Janis
Janis Drake
Aug 24, 2013

Prayer Request

I know this sounds silly, but I just ended my relationship of a year and a half with my boyfriend. We were talking about marriage seriously. He did not have his life together and we were going to wait until God decided it was the right time. After getting into an argument because he got mad and resentful because I get sick so easily(I have been diagnosed with a sinus disorder that they were JUST able to control after years of medications that did not work) we broke up. He told me I affected people by leaving them in a "lurch" when I am sick, and I am sick because I drink Coke and eat processed foods. I had just told him a few days before how down I was on myself feeling like I burden people and like I cannot do anything right.

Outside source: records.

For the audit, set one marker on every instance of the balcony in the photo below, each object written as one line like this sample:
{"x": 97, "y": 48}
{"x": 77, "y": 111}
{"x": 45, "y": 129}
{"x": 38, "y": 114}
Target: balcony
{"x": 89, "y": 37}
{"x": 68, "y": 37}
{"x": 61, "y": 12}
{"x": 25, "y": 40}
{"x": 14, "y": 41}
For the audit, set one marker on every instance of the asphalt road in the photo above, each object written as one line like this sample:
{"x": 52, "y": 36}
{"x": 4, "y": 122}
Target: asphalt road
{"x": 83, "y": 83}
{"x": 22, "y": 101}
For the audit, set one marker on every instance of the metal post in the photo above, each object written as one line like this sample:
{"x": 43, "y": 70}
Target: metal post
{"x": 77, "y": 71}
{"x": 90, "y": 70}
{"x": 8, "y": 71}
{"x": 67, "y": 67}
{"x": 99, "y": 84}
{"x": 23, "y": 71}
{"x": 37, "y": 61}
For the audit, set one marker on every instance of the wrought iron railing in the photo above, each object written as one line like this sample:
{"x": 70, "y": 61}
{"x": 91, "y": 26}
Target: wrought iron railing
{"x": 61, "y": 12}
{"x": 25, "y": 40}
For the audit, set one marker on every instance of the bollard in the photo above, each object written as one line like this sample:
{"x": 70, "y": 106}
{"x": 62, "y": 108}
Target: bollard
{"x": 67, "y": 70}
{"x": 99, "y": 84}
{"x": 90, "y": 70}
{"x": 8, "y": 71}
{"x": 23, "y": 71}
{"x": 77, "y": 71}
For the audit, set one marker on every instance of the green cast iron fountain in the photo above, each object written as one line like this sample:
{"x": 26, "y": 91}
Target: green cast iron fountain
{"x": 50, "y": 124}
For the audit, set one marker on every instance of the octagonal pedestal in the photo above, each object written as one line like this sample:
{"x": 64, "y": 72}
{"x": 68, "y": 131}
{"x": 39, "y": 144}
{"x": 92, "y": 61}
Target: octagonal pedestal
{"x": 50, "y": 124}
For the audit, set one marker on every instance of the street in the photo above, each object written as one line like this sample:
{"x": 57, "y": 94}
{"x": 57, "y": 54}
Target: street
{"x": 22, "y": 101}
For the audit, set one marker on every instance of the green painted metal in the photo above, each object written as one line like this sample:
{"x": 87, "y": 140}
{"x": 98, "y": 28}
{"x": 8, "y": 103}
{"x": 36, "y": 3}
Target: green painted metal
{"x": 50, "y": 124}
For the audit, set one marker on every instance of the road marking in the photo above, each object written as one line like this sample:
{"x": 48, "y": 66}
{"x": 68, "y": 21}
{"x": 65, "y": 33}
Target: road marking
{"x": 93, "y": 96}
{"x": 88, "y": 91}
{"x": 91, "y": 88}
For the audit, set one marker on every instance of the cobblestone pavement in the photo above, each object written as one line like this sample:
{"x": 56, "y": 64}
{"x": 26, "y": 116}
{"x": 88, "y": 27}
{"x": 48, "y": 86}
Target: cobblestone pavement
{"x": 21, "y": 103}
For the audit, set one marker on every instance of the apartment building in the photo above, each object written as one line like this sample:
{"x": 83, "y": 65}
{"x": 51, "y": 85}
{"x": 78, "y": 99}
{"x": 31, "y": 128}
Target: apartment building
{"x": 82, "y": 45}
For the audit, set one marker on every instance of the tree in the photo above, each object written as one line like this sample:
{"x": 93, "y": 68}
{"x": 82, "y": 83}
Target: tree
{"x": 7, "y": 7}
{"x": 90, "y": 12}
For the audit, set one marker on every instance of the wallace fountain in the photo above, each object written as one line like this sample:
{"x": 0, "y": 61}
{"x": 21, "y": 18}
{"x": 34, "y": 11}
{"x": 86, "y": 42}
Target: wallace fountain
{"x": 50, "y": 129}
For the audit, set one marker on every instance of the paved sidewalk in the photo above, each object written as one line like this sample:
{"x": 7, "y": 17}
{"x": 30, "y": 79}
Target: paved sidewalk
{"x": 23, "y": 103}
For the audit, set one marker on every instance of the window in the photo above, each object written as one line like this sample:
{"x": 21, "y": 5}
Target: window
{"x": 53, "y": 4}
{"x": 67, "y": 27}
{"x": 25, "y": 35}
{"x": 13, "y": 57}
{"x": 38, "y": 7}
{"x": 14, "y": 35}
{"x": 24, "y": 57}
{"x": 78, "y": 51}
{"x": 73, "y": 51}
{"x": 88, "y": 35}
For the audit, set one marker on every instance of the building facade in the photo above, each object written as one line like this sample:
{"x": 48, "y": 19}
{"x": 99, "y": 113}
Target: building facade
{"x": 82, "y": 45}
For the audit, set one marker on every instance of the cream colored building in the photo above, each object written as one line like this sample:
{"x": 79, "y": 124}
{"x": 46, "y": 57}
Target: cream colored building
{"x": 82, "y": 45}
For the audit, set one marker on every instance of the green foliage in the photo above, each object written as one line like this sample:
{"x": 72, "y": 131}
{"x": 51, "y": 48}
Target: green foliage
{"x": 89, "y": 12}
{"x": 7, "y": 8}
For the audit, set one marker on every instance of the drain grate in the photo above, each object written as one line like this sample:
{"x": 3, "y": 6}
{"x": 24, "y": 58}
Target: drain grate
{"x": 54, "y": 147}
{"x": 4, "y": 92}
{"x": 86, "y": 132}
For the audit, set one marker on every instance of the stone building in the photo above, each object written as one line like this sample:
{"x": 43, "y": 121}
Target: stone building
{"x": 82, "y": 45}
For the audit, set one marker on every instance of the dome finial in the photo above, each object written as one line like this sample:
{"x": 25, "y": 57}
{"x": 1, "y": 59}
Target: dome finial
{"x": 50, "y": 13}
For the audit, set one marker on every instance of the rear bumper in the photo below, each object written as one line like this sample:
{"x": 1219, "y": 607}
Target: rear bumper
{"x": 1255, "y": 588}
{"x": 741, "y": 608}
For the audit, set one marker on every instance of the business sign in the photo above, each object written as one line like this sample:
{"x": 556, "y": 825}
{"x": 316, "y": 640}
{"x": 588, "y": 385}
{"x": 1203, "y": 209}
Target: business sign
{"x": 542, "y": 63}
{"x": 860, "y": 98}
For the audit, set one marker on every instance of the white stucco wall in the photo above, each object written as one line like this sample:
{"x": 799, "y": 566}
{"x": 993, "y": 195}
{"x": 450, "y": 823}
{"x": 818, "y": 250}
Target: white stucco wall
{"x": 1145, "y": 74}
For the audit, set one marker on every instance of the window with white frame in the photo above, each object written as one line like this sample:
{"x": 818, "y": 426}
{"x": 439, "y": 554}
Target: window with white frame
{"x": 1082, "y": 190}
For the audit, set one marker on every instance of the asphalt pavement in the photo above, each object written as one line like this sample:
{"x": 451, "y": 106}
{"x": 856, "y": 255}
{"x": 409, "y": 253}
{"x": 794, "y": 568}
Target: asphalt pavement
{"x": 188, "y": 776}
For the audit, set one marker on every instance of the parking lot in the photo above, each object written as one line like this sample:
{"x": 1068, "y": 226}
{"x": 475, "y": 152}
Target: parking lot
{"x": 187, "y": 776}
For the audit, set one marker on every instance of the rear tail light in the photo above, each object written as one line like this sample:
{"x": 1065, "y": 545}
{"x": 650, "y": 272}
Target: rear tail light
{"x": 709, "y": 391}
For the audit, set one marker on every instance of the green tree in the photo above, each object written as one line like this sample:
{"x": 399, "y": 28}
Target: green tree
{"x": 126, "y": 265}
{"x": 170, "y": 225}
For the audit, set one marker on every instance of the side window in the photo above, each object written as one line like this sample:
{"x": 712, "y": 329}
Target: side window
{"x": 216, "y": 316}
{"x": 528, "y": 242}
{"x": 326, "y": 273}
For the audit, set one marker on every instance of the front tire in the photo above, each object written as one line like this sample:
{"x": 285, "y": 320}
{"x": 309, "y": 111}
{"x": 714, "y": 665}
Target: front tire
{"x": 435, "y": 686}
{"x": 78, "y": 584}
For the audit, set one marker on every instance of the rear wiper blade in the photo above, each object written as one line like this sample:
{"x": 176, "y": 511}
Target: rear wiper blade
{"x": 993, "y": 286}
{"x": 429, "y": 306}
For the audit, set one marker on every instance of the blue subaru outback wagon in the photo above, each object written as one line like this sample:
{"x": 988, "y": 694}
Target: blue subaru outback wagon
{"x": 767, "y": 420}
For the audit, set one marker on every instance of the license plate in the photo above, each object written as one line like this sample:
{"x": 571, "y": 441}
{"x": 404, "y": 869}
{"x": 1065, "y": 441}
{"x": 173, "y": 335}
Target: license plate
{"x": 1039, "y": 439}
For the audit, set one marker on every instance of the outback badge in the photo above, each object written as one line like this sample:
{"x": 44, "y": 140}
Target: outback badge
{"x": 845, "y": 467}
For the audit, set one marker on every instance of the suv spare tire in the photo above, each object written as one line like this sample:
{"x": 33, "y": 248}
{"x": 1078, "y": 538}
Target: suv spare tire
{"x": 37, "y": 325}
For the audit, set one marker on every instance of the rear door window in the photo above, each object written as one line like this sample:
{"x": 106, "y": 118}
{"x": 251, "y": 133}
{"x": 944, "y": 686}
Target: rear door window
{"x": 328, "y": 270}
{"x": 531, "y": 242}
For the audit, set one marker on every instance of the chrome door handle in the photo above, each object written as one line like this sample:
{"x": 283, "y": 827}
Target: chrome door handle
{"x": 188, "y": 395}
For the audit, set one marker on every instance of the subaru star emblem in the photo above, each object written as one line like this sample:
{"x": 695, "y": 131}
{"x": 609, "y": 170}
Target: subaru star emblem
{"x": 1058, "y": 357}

Anyway, it has been two weeks, and though I am sure I made the right decision in ending the relationship (he had no job, lived with his parents, and not going to school and he is 29) I am hurting so badly. I love this man and wanted to spend the rest of my life with him. I feel empty and am not quite sure what to do next. I am not praying that we get back together, because I do not think that is the man God wanted for me. I am praying for strength to get through this hard time. Not only the breakup, but 2 months before this my grandpa died. This month, my car is messed up with $400 in repairs, my rent went up to almost $1000, I am broke, work is stressful, and I found out my insurance wont cover the ONE drug that works for my sinus problems after YEARS of trying different medications.....things are not going my way and I am not dealing well. Please say little prayer, of you would, because I am feeling like I need more strength than I am able to find to deal with all of this. Thanks in advance. God bless y'all!